Et pourtant, ne ferions-nous pas cruellement l’expérience que font toutes les civilisations depuis des milliers d’années, expérience relatée dans l’épisode de la Genèse que nous venons d’entendre. Au pied du Mont Sinaï, le peuple hébreux s’inquiétant du retard de Moïse, demande à Aaron de lui faire un dieu: « allons, fais-nous un dieu qui aille devant nous ». Et lorsque Aaron fond tout l’or du peuple en un veau, la foule se prosterne en disant: « voici ton dieu, Israël, celui qui t’a fait monter du pays d’Égypte » (Ex. 32, 4). L’angoisse provoquée par l’absence de Moïse, la recherche de sécurité, conduisent ainsi le peuple à mettre sa confiance en un symbole de sa puissance? Frères et sœurs, nous étions peut-être loin d’adorer, comme les Hébreux, les symboles à notre image et ressemblance qui viennent de s’écrouler. Mais il n’empêche qu’en eux, nous avions mis, inconsciemment sans doute, une confiance disproportionnée. Nous pensions nous aussi que la puissance, l’argent, la technique nous feraient monter du pays d’Égypte, qu’elles iraient devant nous; mais en réalité, cet argent et cette technique se sont retournés contre nous. Ce ne sont là ni les civilisations, ni les peuples, ni les classes, ni les régions, ni même les religions qui s’affrontent, mais des idoles aveugles et muettes qui nous entraînent dans leur combat.
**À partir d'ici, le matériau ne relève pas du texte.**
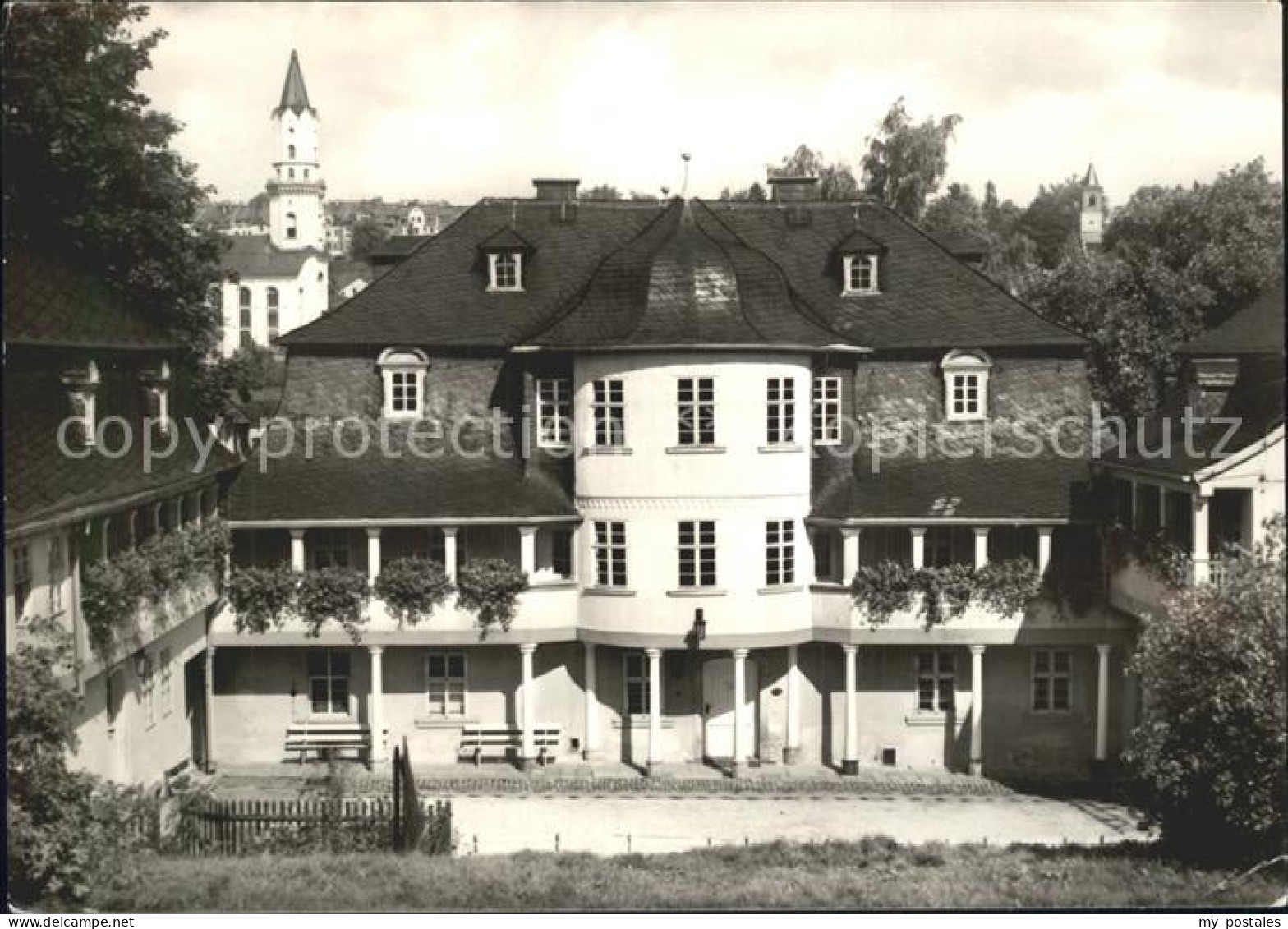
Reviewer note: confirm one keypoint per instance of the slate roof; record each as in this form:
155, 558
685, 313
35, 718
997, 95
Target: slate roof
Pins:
1254, 330
685, 281
50, 301
258, 256
972, 487
380, 487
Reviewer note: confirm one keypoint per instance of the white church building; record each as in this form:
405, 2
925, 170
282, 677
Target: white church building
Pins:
278, 281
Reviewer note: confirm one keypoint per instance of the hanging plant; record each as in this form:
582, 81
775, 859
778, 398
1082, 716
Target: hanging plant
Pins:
412, 588
882, 591
338, 594
262, 598
491, 589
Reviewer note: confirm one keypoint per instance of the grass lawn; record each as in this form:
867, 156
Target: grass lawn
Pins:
868, 874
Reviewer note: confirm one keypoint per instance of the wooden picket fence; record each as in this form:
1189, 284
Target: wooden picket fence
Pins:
211, 826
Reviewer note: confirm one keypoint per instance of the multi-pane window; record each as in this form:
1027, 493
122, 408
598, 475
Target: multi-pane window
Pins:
780, 410
698, 554
936, 681
637, 684
554, 412
21, 577
167, 682
507, 271
1052, 674
861, 274
697, 410
965, 394
780, 553
329, 682
608, 405
405, 392
444, 683
57, 571
611, 554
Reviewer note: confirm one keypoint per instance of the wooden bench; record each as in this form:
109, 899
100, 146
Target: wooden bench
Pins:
320, 738
480, 740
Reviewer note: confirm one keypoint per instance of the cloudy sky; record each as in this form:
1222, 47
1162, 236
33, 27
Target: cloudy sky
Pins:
460, 101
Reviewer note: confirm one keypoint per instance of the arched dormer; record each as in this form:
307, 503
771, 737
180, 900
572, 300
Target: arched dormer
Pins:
403, 374
965, 384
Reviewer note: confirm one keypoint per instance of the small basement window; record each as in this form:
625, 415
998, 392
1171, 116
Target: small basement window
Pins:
403, 373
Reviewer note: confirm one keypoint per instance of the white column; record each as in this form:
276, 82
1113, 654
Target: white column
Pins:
591, 747
849, 553
850, 761
981, 546
741, 750
297, 550
372, 555
977, 711
527, 706
918, 548
376, 704
1043, 548
655, 709
793, 750
528, 550
1202, 552
1102, 702
450, 550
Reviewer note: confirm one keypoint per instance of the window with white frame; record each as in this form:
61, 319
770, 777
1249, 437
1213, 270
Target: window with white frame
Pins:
1052, 681
444, 684
936, 681
57, 573
329, 682
780, 412
505, 271
697, 553
167, 682
611, 554
696, 402
554, 412
827, 412
965, 385
780, 553
21, 555
403, 373
608, 406
861, 274
637, 683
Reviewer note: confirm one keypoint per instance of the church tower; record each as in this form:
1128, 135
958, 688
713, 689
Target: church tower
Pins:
297, 190
1091, 227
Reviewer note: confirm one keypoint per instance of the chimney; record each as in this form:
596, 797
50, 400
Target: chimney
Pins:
1210, 384
794, 188
559, 190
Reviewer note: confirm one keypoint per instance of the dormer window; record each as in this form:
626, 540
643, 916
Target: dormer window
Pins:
861, 274
965, 385
505, 271
403, 373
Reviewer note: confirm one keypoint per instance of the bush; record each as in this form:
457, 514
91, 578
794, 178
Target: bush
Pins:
338, 594
1210, 747
262, 598
491, 589
412, 588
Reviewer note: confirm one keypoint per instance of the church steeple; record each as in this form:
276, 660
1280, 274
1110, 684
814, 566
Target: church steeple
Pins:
295, 97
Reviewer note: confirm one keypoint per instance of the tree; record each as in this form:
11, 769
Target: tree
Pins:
835, 181
89, 172
906, 161
1210, 747
366, 237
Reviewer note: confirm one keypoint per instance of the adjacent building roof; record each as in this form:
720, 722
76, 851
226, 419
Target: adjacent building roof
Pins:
1258, 329
258, 256
52, 301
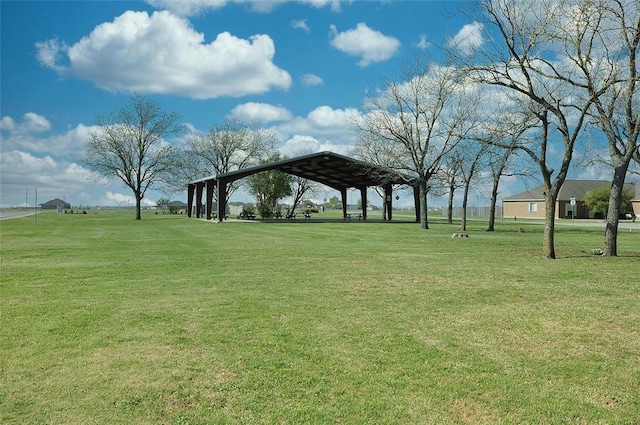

L’Évangile de ce jour nous présente l’anti-veau d’or. Le fils prodigue, comme les Hébreux, s’était construit des idoles. L’illusion de la liberté et de l’indépendance d’abord, mais aussi l’image fausse d’un père colérique et cruel qui le traiterait à son retour comme l’un de ses mercenaires. Mais lorsque poussé par la faim, il rentre en lui-même et se décide enfin à retourner chez son père, quelle n’est pas sa surprise de voir que ce dernier vient à sa rencontre et ne lui laisse pas le temps de finir son discours: il se jette à son cou, le couvre de ses baisers et tue pour lui le veau gras? Entre le veau d’or et le veau gras, en réalité, se noue la tragédie de notre monde qui, depuis des milliers d’années cherche la sécurité en de dérisoires symboles de sa puissance, alors que Dieu le cherche dans sa faiblesse. Heureuse es-tu, brebis égarée que le Seigneur porte tout joyeux sur ses épaules, heureuse es-tu, drachme perdue pour laquelle la ménagère retourne sa maison, heureux es-tu, fils prodigue que le Père couvre de ses baisers, heureux sommes-nous, faibles pécheurs, car dans la faute et le péché éclate l’amour du Dieu tout-puissant! Oui, ce père qui vient à nos devants, frères et sœurs, ne serait-il pas aussi présent dans la tragédie de ces derniers jours. Ne serait-il pas caché dans les innombrables gestes d’amour suscités par la détresse de nos frères, dans la prière qui est montée naturellement sur toutes les lèvres. Certes, une poignée d’hommes s’est donnée la mort pour tuer, mais des dizaines, des centaines d’hommes et de femmes ont donné leur vie pour faire vivre, et finalement, l’humanité a été plus bouleversante encore que la barbarie.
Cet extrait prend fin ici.